The chairman of the committee, Hon. Prof. Julius Ihonvbere, stated this in Abuja on Thursday, while monitoring the 2022 national personnel audit at Pilot Science Nursery/Primary School, Wuse Zone 5 and Junior Secondary School, Wuse Zone 3, all in Abuja.
UBEC is currently carrying out a national personnel audit of all basic education schools in the country.
Ihonvbere noted that he will be proposing a law, along with other colleagues, to make it compulsory for every private school to supply 100 per cent of their personnel data.
“What has been lacking in this country is the policy consistency, the ability to align policy formulation with policy performance and funding the education sector adequately and ensuring that resources go to the right places
“Yes, the number of schools have increased over time but we don’t have enough teachers. We are closing schools because of security, it’s not the teachers that will provide the security, it is the government, so they need to do something about that.
“You go outside the capital city of any state, most schools are not even fenced, even perimeter fencing, government will not do it. There are schools without water, toilets, no playground for primary school pupils, so we need to take this education very seriously if we really want to change this country. It is education that made the difference in any country.
“So when I said since 1960, the fundamentally structural challenges and contractions in Nigeria have remain constant, I know what I’m talking about.

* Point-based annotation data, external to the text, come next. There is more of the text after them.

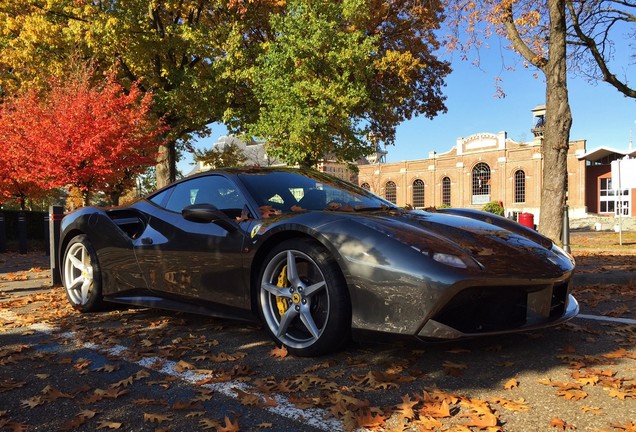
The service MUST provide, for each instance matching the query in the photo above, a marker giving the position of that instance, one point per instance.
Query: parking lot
(141, 369)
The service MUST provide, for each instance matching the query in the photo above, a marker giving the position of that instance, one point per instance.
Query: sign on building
(624, 174)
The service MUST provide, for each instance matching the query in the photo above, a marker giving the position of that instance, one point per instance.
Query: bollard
(56, 213)
(22, 235)
(47, 236)
(3, 234)
(566, 230)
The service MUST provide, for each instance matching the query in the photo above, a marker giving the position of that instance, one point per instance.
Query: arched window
(481, 184)
(446, 191)
(520, 186)
(390, 191)
(418, 193)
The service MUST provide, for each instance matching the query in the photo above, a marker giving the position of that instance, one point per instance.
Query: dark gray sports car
(314, 258)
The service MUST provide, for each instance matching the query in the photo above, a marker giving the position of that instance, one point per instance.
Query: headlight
(449, 260)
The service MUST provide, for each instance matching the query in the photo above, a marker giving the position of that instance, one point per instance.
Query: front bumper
(485, 311)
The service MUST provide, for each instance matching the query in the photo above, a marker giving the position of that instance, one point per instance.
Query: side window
(215, 190)
(161, 197)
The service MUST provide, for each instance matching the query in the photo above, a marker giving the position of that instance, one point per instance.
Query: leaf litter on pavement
(485, 385)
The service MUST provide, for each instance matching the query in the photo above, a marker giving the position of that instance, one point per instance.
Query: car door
(194, 259)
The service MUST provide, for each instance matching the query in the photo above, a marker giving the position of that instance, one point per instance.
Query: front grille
(493, 309)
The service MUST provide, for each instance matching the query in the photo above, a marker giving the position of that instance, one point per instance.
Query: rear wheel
(82, 277)
(303, 298)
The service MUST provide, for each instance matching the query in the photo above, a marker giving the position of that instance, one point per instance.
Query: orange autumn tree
(91, 136)
(536, 30)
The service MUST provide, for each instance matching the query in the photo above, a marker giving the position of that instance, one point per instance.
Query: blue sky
(601, 115)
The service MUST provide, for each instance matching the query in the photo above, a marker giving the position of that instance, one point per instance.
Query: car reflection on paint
(316, 259)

“The private schools are taking a major risk, even the school where UBEC staff was arrested I’m surprised that the Board has not closed down that school.
“As a lesson to others I can assure you that I, along with my colleagues, will be proposing a law to make it compulsory for every private school to supply 100 per cent of the personnel data, even without being asked and to grant 100 per cent access at all times to SUBEB, UBEC staff, that is number one.

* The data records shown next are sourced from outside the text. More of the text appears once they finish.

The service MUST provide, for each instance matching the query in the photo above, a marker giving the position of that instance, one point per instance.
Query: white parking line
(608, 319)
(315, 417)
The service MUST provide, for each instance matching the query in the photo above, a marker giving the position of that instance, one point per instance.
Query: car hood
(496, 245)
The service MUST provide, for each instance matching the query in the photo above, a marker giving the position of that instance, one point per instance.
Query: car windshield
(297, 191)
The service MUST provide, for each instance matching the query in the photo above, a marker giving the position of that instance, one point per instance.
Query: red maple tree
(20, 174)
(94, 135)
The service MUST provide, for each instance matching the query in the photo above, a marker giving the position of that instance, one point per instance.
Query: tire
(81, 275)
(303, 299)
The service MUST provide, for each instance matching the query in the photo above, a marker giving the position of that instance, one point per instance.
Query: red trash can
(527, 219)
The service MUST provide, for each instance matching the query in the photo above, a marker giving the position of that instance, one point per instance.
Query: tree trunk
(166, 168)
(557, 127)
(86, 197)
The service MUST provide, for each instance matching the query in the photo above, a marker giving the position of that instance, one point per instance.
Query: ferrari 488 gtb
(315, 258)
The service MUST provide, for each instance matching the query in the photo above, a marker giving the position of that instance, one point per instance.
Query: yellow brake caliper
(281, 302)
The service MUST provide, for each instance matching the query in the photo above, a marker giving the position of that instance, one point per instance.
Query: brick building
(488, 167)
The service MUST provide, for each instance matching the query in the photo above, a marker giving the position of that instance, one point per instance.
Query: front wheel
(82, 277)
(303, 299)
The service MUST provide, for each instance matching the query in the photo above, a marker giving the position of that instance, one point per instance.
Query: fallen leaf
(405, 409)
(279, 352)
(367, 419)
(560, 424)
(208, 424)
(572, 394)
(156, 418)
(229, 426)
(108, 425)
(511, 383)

“Number two, the private schools think they are island because they are private, they are private within the laws of Nigeria, so I’m really shocked to hear that some private schools closed their doors and refused to grant access, they are taking the major risk. We will see what will happen next year,” the lawmaker said.
Earlier, the executive chairman Federal Capital Territory (FCT) Universal Basic Education Board, Alh. Alhassan Sule, said availability of data will help to address some of the issues facing the education sector.
“What is going on now is a better opportunity for us to have at our finger tips data that concerns the enrollment, teachers and infrastructure.
“And I think it’s better to plan when you have your data at your finger tip. I think the best thing that federal government is doing for Nigerian citizens is in ensuring free and compulsory basic education for our children,” Sule stated.